Unit heads and deans have already proposed plans that include expenditures only “mission critical for the remainder of the 2020 fiscal year,” according to the letter. Capital programs or large expenditures will be limited in the future to divert necessary funds.

Janna Marnell

“These decisions were reached after extensive deliberations of the Management Committee, exploration of alternatives, and consultation with experts, Trustees, Faculty Senate leadership and members of our community,” the message said. “Undoubtedly, we will need to consider additional financial measures as we absorb the continuing impact of the pandemic around the world, in our country and specifically on QU.”

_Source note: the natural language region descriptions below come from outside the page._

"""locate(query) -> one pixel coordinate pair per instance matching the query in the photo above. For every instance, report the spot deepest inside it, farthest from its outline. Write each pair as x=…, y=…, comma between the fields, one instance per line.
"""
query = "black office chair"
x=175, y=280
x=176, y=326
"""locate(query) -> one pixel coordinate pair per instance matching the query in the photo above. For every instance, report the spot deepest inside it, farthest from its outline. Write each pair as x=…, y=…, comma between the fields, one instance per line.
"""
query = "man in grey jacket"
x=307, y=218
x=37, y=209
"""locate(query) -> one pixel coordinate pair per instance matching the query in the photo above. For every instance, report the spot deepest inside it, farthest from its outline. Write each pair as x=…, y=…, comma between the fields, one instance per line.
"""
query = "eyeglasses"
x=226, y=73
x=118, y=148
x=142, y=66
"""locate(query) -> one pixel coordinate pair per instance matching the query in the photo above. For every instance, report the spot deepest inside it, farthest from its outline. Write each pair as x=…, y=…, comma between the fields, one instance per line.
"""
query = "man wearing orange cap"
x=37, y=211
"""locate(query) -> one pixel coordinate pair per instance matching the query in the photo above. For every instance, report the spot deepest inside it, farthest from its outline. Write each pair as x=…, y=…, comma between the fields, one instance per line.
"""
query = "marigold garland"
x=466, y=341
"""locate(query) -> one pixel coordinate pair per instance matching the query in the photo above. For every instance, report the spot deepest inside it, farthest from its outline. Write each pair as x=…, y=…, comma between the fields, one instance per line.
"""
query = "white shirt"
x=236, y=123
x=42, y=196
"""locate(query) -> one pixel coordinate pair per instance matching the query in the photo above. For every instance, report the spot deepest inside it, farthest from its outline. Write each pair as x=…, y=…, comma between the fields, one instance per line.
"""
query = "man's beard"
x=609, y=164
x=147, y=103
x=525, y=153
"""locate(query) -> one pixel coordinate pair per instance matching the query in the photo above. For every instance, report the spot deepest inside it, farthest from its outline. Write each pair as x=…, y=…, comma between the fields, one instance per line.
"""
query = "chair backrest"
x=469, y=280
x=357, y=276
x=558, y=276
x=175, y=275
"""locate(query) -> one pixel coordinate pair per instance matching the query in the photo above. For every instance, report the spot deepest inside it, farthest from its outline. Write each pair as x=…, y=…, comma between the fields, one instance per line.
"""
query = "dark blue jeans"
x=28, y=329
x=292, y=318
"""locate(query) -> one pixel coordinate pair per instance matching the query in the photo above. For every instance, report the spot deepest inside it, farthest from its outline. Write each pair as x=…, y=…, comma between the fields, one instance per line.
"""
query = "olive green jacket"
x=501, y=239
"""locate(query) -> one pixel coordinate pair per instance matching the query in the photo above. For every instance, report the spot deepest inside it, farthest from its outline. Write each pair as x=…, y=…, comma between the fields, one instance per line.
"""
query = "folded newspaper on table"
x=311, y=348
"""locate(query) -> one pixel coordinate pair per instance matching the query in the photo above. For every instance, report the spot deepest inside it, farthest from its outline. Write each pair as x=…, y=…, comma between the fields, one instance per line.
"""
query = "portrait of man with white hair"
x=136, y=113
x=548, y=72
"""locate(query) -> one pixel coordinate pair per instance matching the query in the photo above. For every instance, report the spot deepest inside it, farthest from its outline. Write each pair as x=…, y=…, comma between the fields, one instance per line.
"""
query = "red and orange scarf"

The university is still evaluating the impacts of the semester moving to online, but one major cost that these cuts are going toward is the refunds for housing and meal plan for graduating students and the credit being given to students returning, according to Associate Vice President for Public Relations John Morgan. 

President Olian said that there will be more financial adjustments in the future to help mitigate the losses from the pandemic. She said she wants there to be “strong enrollments during summer sessions and in the first-year class entering in the fall.”

The university fell short of its enrollment goal by 570 students for the 2019-20 school year. The Quinnipiac Chronicle covered these cuts back in September. As a result, there were cuts to the part-time faculty, which reduced some course offerings. 

“Let me be clear, Quinnipiac can weather this crisis not just because of the collective power of our community, but also because of the long-term strength of our finances,” the message said. “However, because of the unprecedented magnitude of the impact, we will need to make budget cutbacks and even sacrifices.”